When questioned about whether they feel any responsibility for how their weapons have been used, arms companies generally pose as passive bystanders, arguing that all they’re doing is following policies made in Washington. At the height of the Yemen war, Amnesty International asked firms that were supplying military equipment and services to the Saudi/UAE coalition whether they were ensuring that their weaponry wouldn’t be used for egregious human rights abuses. Lockheed Martin typically offered a robotic response, asserting that “defense exports are regulated by the U.S. government and approved by both the Executive Branch and Congress to ensure that they support U.S. national security and foreign policy objectives.” Raytheon simply stated that its sales “of precision-guided munitions to Saudi Arabia have been and remain in compliance with U.S. law.”
How the Arms Industry Shapes Policy
Of course, weapons firms are not merely subject to U.S. laws, but actively seek to shape them, including exerting considerable effort to block legislative efforts to limit arms sales. Raytheon typically put major behind-the-scenes effort into keeping a significant sale of precision-guided bombs to Saudi Arabia on track. In May 2018, then-CEO Thomas Kennedy even personally visited the office of Senate Foreign Relations Committee chair Robert Menendez (D-NJ) to (unsuccessfully) press him to drop a hold on that deal. That firm also cultivated close ties with the Trump administration, including presidential trade adviser Peter Navarro, to ensure its support for continuing sales to the Saudi regime even after the murder of prominent Saudi journalist and U.S. resident Jamal Khashoggi.
The list of major human rights abusers that receive U.S.-supplied weaponry is long and includes (but isn’t faintly limited to) Saudi Arabia, the UAE, Bahrain, Egypt, Turkey, Nigeria, and the Philippines. Such sales can have devastating human consequences. They also support regimes that all too often destabilize their regions and risk embroiling the United States directly in conflicts.
U.S.-supplied arms also far too regularly fall into the hands of Washington’s adversaries. As an example consider the way the UAE transferred small arms and armored vehicles produced by American weapons makers to extremist militias in Yemen, with no apparent consequences, even though such acts clearly violated American arms export laws. Sometimes, recipients of such weaponry even end up fighting each other, as when Turkey used U.S.-supplied F-16s in 2019 to bomb U.S.-backed Syrian forces involved in the fight against Islamic State terrorists.
Such examples underscore the need to scrutinize U.S. arms exports far more carefully. Instead, the arms industry has promoted an increasingly “streamlined” process of approval of such weapons sales, campaigning for numerous measures that would make it even easier to arm foreign regimes regardless of their human-rights records or support for the interests Washington theoretically promotes. These have included an “Export Control Reform Initiative” heavily promoted by the industry during the Obama and Trump administrations that ended up ensuring a further relaxation of scrutiny over firearms exports. It has, in fact, eased the way for sales that, in the future, could put U.S.-produced weaponry in the hands of tyrants, terrorists, and criminal organizations.

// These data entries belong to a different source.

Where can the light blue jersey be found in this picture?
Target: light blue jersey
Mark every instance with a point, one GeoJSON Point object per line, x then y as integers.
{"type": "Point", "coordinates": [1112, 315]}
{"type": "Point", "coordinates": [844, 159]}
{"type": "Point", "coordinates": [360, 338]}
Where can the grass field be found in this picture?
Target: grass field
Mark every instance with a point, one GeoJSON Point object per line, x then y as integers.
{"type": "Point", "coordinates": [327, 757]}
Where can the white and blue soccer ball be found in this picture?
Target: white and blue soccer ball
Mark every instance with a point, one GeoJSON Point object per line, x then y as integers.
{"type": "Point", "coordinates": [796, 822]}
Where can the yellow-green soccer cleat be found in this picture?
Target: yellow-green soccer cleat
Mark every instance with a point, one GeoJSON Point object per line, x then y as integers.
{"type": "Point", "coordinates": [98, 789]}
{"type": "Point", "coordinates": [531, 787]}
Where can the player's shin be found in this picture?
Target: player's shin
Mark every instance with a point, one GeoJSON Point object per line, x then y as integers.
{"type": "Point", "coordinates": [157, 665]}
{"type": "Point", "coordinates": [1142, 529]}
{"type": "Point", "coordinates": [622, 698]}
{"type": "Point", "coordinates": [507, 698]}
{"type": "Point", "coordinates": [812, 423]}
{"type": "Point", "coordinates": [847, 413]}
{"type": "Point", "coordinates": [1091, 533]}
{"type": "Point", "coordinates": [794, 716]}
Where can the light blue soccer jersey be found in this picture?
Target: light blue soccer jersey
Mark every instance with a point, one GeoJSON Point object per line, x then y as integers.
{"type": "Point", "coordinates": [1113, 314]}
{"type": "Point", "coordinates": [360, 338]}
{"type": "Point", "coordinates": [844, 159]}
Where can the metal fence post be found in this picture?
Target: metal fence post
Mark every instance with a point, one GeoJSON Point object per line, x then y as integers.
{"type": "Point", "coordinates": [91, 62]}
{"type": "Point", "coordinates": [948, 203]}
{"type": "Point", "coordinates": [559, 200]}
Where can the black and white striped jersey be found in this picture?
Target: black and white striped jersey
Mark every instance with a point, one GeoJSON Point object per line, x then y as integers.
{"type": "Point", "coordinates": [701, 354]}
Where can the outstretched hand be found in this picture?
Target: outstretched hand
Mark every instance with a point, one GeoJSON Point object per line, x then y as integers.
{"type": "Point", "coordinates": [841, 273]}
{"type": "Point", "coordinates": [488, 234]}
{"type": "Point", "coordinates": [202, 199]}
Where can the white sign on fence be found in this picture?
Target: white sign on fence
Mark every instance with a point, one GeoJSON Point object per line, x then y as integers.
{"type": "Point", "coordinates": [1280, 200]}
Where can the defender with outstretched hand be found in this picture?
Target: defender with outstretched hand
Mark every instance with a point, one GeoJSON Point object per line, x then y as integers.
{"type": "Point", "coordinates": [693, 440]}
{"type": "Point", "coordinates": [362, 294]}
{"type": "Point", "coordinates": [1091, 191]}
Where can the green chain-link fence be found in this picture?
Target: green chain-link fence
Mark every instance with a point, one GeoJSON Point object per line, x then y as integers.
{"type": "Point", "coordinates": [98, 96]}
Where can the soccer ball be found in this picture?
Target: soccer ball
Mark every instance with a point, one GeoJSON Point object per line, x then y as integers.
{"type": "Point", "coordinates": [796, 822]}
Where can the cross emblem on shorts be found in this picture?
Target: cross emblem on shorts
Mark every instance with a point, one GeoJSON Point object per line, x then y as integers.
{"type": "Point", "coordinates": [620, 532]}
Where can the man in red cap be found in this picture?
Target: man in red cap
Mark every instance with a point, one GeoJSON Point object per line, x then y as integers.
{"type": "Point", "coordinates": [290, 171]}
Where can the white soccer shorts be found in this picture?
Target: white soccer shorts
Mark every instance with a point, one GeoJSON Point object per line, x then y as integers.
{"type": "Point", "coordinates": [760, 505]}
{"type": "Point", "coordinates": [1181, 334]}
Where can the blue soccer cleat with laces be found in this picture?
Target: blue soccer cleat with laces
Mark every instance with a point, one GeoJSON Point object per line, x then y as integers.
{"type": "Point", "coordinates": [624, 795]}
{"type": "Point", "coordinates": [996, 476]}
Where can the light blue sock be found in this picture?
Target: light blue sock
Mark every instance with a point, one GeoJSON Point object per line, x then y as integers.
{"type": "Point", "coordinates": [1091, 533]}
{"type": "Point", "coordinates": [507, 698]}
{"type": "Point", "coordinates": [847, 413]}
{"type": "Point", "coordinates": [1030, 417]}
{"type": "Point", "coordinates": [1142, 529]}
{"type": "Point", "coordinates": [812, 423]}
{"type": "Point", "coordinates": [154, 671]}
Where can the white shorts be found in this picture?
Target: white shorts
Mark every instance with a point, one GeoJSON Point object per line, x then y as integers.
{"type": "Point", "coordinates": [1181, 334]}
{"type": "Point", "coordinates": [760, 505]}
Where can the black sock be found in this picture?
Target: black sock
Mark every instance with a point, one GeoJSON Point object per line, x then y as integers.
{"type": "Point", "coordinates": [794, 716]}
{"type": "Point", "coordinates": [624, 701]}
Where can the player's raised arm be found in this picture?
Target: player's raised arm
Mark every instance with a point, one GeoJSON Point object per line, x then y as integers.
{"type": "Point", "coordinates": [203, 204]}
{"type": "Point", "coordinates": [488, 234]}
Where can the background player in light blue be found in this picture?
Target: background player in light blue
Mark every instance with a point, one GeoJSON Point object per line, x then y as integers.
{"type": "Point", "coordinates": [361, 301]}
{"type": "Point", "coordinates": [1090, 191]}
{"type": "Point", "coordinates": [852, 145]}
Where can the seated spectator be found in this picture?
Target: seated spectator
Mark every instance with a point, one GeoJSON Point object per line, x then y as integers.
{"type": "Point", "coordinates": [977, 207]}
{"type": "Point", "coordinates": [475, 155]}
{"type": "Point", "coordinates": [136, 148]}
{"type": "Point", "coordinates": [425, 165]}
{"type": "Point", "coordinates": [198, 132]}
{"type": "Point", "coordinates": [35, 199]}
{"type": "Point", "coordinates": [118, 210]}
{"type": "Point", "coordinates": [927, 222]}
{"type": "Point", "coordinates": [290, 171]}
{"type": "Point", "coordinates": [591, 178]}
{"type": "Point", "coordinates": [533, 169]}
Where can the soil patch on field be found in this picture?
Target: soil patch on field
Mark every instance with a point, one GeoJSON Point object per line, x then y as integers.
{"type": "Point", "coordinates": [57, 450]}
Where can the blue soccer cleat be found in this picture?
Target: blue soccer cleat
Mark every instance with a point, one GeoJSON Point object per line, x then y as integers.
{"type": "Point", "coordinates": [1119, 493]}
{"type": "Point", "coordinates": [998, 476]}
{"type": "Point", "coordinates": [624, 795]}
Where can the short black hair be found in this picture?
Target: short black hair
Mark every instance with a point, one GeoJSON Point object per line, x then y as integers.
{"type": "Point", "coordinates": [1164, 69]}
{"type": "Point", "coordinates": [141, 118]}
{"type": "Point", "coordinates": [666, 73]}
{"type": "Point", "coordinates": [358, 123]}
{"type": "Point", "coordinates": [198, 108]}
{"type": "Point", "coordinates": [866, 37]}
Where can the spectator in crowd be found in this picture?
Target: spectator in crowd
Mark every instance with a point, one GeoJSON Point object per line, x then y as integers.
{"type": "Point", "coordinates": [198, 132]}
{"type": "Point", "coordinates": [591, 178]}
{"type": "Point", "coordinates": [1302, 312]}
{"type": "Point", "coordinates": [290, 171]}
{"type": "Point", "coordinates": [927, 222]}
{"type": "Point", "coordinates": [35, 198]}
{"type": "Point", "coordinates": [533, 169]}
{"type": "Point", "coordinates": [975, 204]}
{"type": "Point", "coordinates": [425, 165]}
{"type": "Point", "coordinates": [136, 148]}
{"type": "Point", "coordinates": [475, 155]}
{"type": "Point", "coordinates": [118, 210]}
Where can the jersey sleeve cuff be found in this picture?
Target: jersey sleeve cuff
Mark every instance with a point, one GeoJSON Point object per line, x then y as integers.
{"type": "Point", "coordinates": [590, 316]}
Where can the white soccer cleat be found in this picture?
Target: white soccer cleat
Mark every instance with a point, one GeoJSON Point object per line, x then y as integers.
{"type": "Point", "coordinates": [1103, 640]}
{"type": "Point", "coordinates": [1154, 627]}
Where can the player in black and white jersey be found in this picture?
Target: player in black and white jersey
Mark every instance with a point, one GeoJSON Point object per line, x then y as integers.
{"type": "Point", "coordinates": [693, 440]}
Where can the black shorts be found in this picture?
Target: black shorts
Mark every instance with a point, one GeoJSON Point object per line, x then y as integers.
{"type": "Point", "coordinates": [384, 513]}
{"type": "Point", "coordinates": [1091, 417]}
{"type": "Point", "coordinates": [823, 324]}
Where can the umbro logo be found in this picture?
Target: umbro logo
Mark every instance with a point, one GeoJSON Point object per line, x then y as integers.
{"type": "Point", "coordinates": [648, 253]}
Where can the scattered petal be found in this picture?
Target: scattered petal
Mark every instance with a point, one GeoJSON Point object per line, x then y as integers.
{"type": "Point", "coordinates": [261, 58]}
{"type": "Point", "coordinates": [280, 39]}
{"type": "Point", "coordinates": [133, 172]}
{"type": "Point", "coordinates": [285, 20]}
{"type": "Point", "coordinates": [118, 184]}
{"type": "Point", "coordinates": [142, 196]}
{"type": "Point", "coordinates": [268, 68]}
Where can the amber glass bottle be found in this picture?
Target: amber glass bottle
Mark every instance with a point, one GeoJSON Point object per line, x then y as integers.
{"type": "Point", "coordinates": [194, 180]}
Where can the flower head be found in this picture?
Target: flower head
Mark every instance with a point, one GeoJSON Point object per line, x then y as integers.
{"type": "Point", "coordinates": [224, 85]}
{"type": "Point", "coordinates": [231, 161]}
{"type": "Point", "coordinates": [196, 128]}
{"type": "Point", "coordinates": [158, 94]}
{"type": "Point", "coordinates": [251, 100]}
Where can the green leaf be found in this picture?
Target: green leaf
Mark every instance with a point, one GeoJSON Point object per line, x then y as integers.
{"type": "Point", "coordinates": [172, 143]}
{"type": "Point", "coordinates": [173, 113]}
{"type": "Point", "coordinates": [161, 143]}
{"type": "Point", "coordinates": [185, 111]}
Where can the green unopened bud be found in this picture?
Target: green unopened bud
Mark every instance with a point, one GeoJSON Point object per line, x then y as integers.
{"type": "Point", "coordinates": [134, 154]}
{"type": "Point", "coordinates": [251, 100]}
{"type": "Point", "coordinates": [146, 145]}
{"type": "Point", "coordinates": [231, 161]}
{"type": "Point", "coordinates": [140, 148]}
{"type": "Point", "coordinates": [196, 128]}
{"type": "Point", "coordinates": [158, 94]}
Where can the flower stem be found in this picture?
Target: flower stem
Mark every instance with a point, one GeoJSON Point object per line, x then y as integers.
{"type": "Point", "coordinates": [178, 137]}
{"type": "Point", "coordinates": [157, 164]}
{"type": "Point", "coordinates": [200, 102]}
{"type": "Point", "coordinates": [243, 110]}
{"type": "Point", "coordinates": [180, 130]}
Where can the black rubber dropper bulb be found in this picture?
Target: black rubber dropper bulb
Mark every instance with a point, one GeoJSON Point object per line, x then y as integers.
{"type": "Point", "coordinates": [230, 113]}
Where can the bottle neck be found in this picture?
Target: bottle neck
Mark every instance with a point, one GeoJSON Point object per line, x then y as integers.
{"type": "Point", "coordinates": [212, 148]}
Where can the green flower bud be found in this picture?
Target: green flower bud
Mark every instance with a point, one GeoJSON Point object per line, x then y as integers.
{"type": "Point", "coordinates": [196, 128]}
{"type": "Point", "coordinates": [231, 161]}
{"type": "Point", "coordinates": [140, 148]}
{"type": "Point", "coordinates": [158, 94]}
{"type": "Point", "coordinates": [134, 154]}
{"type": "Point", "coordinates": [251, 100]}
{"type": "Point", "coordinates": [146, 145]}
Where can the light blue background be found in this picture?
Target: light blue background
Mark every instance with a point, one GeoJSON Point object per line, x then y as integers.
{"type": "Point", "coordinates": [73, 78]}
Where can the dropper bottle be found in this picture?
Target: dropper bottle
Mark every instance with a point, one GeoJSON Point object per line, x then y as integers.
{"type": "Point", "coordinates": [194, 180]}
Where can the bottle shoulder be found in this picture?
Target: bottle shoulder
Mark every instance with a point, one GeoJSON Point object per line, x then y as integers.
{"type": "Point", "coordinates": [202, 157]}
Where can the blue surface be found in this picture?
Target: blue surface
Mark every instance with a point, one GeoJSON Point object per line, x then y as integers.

Now, the industry is promoting efforts to get weapons out the door ever more quickly through “reforms” to the Foreign Military Sales program in which the Pentagon essentially serves as an arms broker between those weapons corporations and foreign governments.
Reining in the MIC
The impetus to move ever more quickly on arms exports and so further supersize this country’s already staggering weapons manufacturing base will only lead to yet more price gouging by arms corporations. It should be a government imperative to guard against such a future, rather than fuel it. Alleged security concerns, whether in Ukraine, Israel, or elsewhere, shouldn’t stand in the way of vigorous congressional oversight. Even at the height of World War II, a time of daunting challenges to American security, then-Senator Harry Truman established a committee to root out war profiteering.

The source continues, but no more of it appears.